I wonder if in ten years from now we’ll still be working on perfecting details on the boat. Building, repairing and thinking out new ways to make a compromised life a little more comfortable, more efficient. More homey. With less, smarter and quicker arguments. A smoother work flow. Would work pretty fine for me, for Alex too I believe. As long as progress is evident. As long as it’s all improving. Little by little.
It’s curious the way things in life turn out. 
It sometimes hits me; how did we end up on this road? And however tedious and challenging it might be at times; how could I ever want anything different? 
I can only imagine but it seems that living a life like we do (4,5 years on the boat now). In which we’ve made an active choice to live on water. In ten times less living area than most people we know. Despite the lack of space and all the comforts most people require in life. With sleepless nights riding through storms at sea. I can imagine it to be a bit like giving birth and raising children. Or like running and maintaining a larger farm. 
You know your choice of lifestyle will mean massive amount of work, both physical and mental. It will drain you and put your patience to test. There will be frustrating moments when you ask yourself whatever the hell am I doing this for. There will be mornings you rather stay in bed all day and pretend you had chosen an easier path. Nights when you want to hammer yourself near unconscious just to forget, for a little while, the hardships you’ve voluntarily have thrown upon your shoulders.
It will come times when you look back in the rearview mirror. And for a brief moment you will be absolutely certain that life was better, easier, more meaningful when you were twenty something with no worries at all.

You will remember people, places, friendships, relationships and it will momentarily appear as if “that was the time of my life!”. You will fool yourself to believe that even the most fleeting moments of past had offered more substance and meaning than the tiresome reality of today.

But then comes next day. With moments of enlightenment and higher spirits.

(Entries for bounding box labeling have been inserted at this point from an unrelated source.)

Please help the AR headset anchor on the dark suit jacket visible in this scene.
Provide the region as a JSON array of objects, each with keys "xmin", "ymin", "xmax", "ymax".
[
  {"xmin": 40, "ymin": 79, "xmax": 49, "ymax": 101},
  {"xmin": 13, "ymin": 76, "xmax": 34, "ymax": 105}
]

When things feels just so right.

And deep inside you’ll know that you wouldn’t change it for anything. You’ll realize, again. And again. That it’s all for something greater. As the rewards of all your combined efforts and all the pain you’ve gone through and will continue to face gives meaning and true fulfillment to your existence.

It taught you what one important source of true happiness is. What love, sacrifice and devotion means.

Isn’t that the meaning of life, after all? To find that one thing that makes you burn and then slowly let it kill you.